Predictive analysis – Forecasts potential future trends based on patterns.
Prescriptive analysis – Recommends actions to achieve desired results. Developing analytical skills is crucial for making informed business decisions and identifying opportunities for growth. 2. Data Cleaning (Wrangling)

Data cleaning is the process of converting raw data into a into a usable format. This often entails removing inconsistencies, filling in missing information, and organizing data for analysis.
Clean data reduces errors in decision-making and ensures accuracy in reporting.While many businesses automate this process using algorithms, employees involved in data collection and entry must also uphold data integrity standard. Most popular tools used in this stage include Power BI and Microsoft Excel.

3. Data Visualization
Data visualization is the practice of transforming raw numbers into visual formats such as graphs, charts, and infographics. It plays a crucial role in making complex data more understandable, especially for stakeholders who may not have advanced data skills. Common visualization techniques include:

Charts and tables for presenting trends
Maps for geographic data representation
Infographics for summarizing key insights
Interactive dashboards for real-time data monitoring.
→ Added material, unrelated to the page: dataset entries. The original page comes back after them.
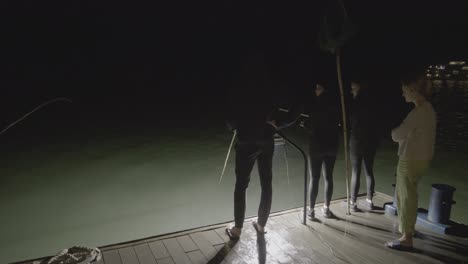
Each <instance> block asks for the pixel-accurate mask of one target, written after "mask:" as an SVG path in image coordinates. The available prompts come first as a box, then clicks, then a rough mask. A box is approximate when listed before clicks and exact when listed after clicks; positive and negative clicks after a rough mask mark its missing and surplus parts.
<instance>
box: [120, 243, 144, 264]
mask: <svg viewBox="0 0 468 264" xmlns="http://www.w3.org/2000/svg"><path fill="white" fill-rule="evenodd" d="M119 254H120V258H121V259H122V264H140V262H139V261H138V257H137V256H136V253H135V250H133V247H126V248H121V249H119Z"/></svg>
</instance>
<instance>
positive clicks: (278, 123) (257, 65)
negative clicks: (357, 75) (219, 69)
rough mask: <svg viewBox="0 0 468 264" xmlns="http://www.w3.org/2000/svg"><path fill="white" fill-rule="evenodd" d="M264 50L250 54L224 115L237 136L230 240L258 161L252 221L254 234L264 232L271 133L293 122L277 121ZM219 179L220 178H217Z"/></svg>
mask: <svg viewBox="0 0 468 264" xmlns="http://www.w3.org/2000/svg"><path fill="white" fill-rule="evenodd" d="M264 60H265V58H264V55H263V54H254V55H251V56H250V57H249V58H248V60H247V63H246V64H245V65H244V68H243V69H242V72H241V74H240V78H239V80H238V81H237V82H236V83H235V85H234V86H233V89H231V92H230V96H229V101H230V102H229V110H228V118H227V121H226V123H227V126H228V129H229V130H231V131H233V133H234V136H233V140H234V138H235V137H237V143H236V144H235V152H236V157H235V174H236V185H235V190H234V222H235V223H234V225H232V226H228V227H227V228H226V234H227V235H228V236H229V237H230V239H232V240H237V239H239V238H240V235H241V233H242V228H243V224H244V219H245V209H246V190H247V187H248V185H249V182H250V174H251V172H252V169H253V166H254V164H255V162H257V167H258V174H259V177H260V185H261V188H262V191H261V198H260V205H259V208H258V220H257V221H253V222H252V224H253V226H254V228H255V230H256V231H257V234H259V235H262V234H264V233H265V225H266V223H267V221H268V217H269V215H270V210H271V202H272V193H273V190H272V178H273V173H272V166H273V153H274V149H275V144H274V136H275V134H276V132H277V130H278V129H280V128H284V127H286V126H287V125H289V124H291V123H293V122H289V120H288V119H287V118H286V119H285V118H283V121H278V120H277V119H278V118H277V115H276V113H277V111H278V107H277V105H276V102H275V92H274V89H273V88H272V87H273V85H272V83H271V82H270V80H269V77H268V72H267V65H266V63H265V61H264ZM232 142H233V141H232ZM220 180H221V179H220Z"/></svg>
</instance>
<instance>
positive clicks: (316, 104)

Data specialists use popular tools like Microsoft Excel, Google Charts, Tableau, and Power BI to create compelling visualizations that drive better decision-making.

4. The Data Ecosystem
A data ecosystem refers to the interconnected components that support an organization’s data management, including:

- Physical infrastructure – Servers, databases, and cloud storage solutions
- Software and tools – Data analysis platforms, programming languages, and AI-driven applications
- Data sources– Internal and external datasets that fuel insights.

Understanding an organization's data ecosystem helps professionals optimize workflows,improve efficiency, and ensure data is used effectively.

5. Data Governance
Data governance is the framework that defines how an organization manages its data assets. It ensures data is accurate, secure, and used responsibly. Key areas of data governance include:

Quality – Maintaining data accuracy, consistency, and completeness.
Security– Protecting data from unauthorized access and breaches.
Privacy – Safeguarding sensitive information, such as customer and employee records.
Stewardship – Enforcing policies and best practices for ethical data handling. Many companies have formal data policies that outline rules for employees, ensuring compliance with legal and industry standards

6. The Data Team
Understanding the roles within a data team can help professionals collaborate effectively. Most organizations have:

Data Scientists– Experts in advanced analytics, machine learning, and predictive modeling.
Data Engineers – Developers who build and maintain data infrastructures, ensuring seamless data processing.
Data Analysts– Specialists who conduct analyses, generate reports, and provide actionable insights. Each of these roles contributes to turning raw data into valuable business intelligence, helping organizations remain competitive in a data-driven world.